It was, while recently in the midst of compiling the annual (and always dreaded) Christmas gift wish list — that itemized-in-order-of-importance list requested by those who are close enough to me to desire purchasing a holiday present, but not in tune enough to recognize my tastes or likes and dislikes — that I made a startling self discovery.
Reminiscing on Christmases past, I revisited Santa letters remembered from my youth, searching for perhaps one item requested, yet never received, a long since forgotten link to my carefree past. Sitting there in the soft glow of the computer monitor, scanning and re-examining and ranking my wants, I found myself 10 years old again and staring straight into the face of one of my deepest, darkest fears.
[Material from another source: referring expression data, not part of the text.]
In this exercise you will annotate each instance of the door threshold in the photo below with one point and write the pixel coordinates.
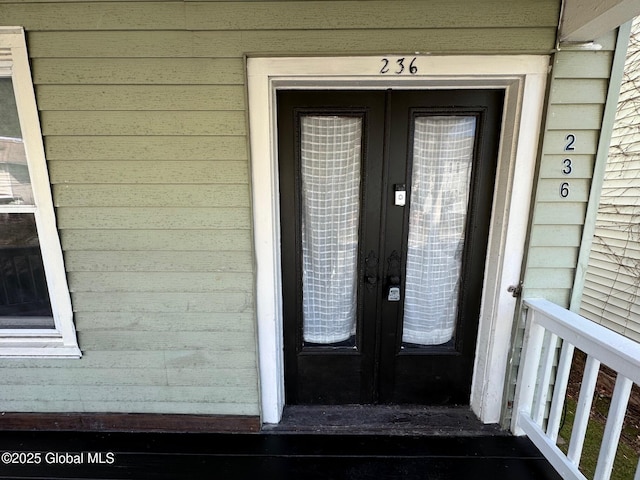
(415, 420)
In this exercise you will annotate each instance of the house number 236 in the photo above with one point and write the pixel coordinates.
(400, 66)
(567, 163)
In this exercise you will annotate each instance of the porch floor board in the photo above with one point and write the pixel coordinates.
(273, 455)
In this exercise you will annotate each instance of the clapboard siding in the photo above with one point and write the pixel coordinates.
(138, 71)
(158, 261)
(137, 148)
(143, 111)
(241, 323)
(612, 285)
(197, 195)
(157, 240)
(141, 97)
(144, 123)
(577, 95)
(279, 15)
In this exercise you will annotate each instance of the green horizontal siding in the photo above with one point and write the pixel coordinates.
(143, 109)
(237, 16)
(136, 148)
(577, 96)
(144, 123)
(158, 261)
(157, 240)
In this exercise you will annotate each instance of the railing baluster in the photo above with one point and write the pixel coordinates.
(530, 360)
(612, 431)
(546, 365)
(560, 390)
(583, 409)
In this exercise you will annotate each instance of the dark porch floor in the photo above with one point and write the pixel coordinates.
(271, 454)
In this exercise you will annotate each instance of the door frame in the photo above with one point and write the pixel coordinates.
(523, 78)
Those beady button eyes, unblinking, distant and lacking all emotion, gazed directly into my soul. The lips, permanently curled into a blood red smirk, grinned as I imagined the devil would. I shuddered, while the hair on the back of my neck stood on end, and I had the distinct and uneasy feeling of something standing behind me. As much as I wanted to turn away, I couldn’t. The hand controlling the mouse was suddenly immobile, paralyzed by some unforeseen evil, preventing me from navigating away from this demons’ visage. I let out an almost inaudible whimper just as my wife walked into the room, glanced over my shoulder and exclaimed in that familiar, exasperated tone I’ve come to love, “Really, all the things you could ask for this Christmas, and you’re looking at a sock monkey?”
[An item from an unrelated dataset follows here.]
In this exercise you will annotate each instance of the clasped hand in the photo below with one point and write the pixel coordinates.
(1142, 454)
Yes, the sock monkey, undelivered for so many years, had caught my attention once again. Yet the sock monkey, so quaint and inviting all those holiday seasons ago, had inexplicably, over the years, obtained a disturbing, almost menacing aura. The sock monkey, I decided on that night, lay at the root of most evil. This whimsical stuffed toy had always given me the creeps; a bad case of the heebie-jeebies. Few things were as unsettling to me as these handmade-by-your-dust-bowl-era-Grandma play things. Not quite as spooky as ventriloquists or Anthony Hopkins’ portrayal of Hannibal Lector in “Silence of The Lambs” (yet a couple notches above the uneasiness caused when sitting in a restaurant observing the burly gent at the next table devouring a plate of steaming chicken gizzards), the floppy simian had never failed to bring bone-chilling horror with its presence.
They could always be found in one of two places — either sitting out on Grandma’s knick-knack shelf amongst the barn yard animal-shaped salt and pepper shakers, a vast array of porcelain bird figurines and several photos of relatives I didn’t know ... or discovered buried under a hand-knitted afghan in the overstuffed closet of the unused bedroom at the far end of the unheated, dimly-lit upstairs hallway. And it never failed, as the slightest movement in the room would cause them to fall, arms and legs and tail momentarily animated, that they would land in an awkward posture, unfazed and still grinning ear to ear ... and watching, always watching. Like a tiny, gray, woolen version of Regis Philbin, they appeared entertaining and harmless enough to the unsuspecting masses, but for the rest of us — the ones who knew, they were not to be trusted and kept under constant surveillance.
So my wife left me to sit there, alone in the dark, scrolling through page upon page of sock monkeys, and realizing I lived one of my favorite quotes ... ”You are only young once, but you can be immature forever.”